Food for thought...  I'll be shifting my attention for the next few months on developing my litigation checklist, though I'll keep posting on civilization, sustainability, and networked communities.

2 comments:

Al Eggen said...

Jeff, a very interesting post. I think we get into the most trouble when we get too sure of ourselves and what we think we know. Thanks for leading me to Rupert Sheldrake - definitely someone to add to my list of "very important thinkers." The important questions and our ultimate hope lie on the edge of the vast unknown that we - and especially the scientific community - don't even want to admit is there

As you point out hierarchy is efficient if you don't count all the costs that have been socialized. Mother nature doesn't seem to use it in any structures I can think of. While the brain is a very elegant example, lots of simpler organisms (which may or may not exhibit emergence) can do remarkable things. eg. Slime mold that can build an efficient network similar to the Tokyo subway system or swarm intelligence.
Al

ryan said...

Really interesting series – wish there was more discussion on this. Developmental biology and neuroscience/psychology have certainly achieved massive leaps forward in understanding morphogenesis and consciousness, respectively.
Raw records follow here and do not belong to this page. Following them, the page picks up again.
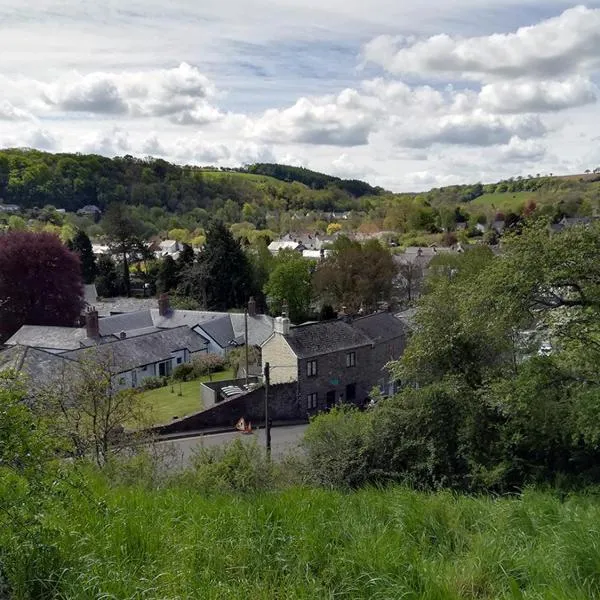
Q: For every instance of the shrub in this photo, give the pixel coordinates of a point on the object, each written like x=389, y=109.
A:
x=208, y=363
x=184, y=372
x=236, y=467
x=337, y=447
x=153, y=383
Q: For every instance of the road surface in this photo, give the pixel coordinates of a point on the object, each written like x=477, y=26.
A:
x=284, y=440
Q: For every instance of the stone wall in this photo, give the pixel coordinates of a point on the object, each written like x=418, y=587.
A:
x=283, y=406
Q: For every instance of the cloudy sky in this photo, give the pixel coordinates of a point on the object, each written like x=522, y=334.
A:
x=407, y=95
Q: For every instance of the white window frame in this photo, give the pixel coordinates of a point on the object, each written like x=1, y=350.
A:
x=350, y=359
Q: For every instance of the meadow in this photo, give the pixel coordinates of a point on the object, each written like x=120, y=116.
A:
x=130, y=541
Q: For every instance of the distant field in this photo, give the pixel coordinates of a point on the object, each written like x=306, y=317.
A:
x=247, y=176
x=509, y=201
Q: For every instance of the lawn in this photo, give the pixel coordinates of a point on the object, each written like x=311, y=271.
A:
x=165, y=404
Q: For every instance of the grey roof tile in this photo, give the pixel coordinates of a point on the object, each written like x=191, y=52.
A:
x=324, y=337
x=145, y=349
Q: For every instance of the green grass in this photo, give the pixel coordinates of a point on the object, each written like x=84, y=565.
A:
x=163, y=405
x=174, y=542
x=504, y=202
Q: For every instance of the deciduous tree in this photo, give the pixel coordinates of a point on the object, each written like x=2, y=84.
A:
x=40, y=282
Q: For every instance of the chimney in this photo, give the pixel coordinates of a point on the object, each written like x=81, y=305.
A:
x=251, y=307
x=282, y=326
x=163, y=305
x=91, y=323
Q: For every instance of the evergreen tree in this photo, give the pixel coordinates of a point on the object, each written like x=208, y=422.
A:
x=82, y=245
x=167, y=275
x=222, y=278
x=107, y=278
x=125, y=237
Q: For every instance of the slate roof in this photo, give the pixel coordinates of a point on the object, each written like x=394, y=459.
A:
x=40, y=366
x=145, y=349
x=219, y=329
x=114, y=324
x=56, y=339
x=315, y=339
x=260, y=327
x=380, y=327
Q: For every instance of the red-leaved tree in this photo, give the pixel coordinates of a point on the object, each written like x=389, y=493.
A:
x=40, y=282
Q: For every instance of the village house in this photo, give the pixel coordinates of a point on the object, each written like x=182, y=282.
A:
x=332, y=362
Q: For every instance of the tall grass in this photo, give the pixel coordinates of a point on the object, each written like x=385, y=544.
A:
x=129, y=541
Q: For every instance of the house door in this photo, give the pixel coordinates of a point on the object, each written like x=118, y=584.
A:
x=330, y=399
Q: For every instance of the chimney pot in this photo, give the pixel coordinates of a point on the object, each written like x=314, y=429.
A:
x=163, y=305
x=282, y=325
x=91, y=323
x=251, y=307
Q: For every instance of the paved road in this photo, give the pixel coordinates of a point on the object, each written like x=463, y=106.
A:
x=283, y=441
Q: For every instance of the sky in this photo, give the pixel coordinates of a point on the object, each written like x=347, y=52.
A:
x=405, y=95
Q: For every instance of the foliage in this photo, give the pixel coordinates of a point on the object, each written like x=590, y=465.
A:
x=40, y=282
x=125, y=235
x=337, y=447
x=205, y=364
x=108, y=282
x=183, y=372
x=222, y=276
x=153, y=383
x=355, y=275
x=82, y=245
x=290, y=282
x=87, y=410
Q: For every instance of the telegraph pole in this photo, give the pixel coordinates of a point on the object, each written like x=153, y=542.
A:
x=267, y=422
x=246, y=341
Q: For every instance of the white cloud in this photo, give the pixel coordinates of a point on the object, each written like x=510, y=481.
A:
x=476, y=129
x=180, y=93
x=519, y=150
x=537, y=96
x=556, y=47
x=343, y=120
x=9, y=112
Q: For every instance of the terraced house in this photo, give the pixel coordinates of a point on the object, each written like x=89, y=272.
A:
x=331, y=362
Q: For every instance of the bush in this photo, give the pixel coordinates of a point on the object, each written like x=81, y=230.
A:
x=236, y=467
x=184, y=372
x=337, y=447
x=153, y=383
x=208, y=363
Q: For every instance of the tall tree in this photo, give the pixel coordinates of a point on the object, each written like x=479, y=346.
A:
x=222, y=277
x=167, y=276
x=82, y=245
x=124, y=232
x=291, y=282
x=107, y=279
x=355, y=275
x=40, y=282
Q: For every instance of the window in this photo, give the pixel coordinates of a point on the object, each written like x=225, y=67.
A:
x=164, y=369
x=350, y=392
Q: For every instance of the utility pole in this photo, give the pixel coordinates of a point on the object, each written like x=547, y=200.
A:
x=267, y=422
x=246, y=340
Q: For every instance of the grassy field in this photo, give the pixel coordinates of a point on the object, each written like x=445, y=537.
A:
x=506, y=202
x=163, y=404
x=133, y=543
While the fields are by no means fully understood i'm doubtful that what we do know can be so quickly disregarded by Sheldrake’s unsubstantiated speculations and conjectures into the paranormal/pseudoscience.

"What if just "came to you," or you happened to meet the person you needed to in order to get that information?"
Darwin and Wallace wrote evolution by natural selection independently at virtually the same time, using almost identical terminology… coincidence or emergence? I think a deeper understanding of memetics will prove these phenomena to be understandable and applicable.


Jeff – do you think the problem of growth is inherent to hierarchy in general or is there perhaps something unique about the certain level of consciousness in humans after the origin of civilization? i keep thinking back to how Jaynes' theory fits into this. the hierarchical power structure was already there - the primate model - then with the advent of symbol manipulation/culture it manifested and infused all of human life.

Other hierarchies in the animal world (and “mother nature” does use hierarchy very often – social primates, the pecking order of hens, dominance competitions in all sorts of animals from snakes to sheep) do not go through the massive convulsions of the human power struggle.

will changing the structure alone be the solution to the problem of growth?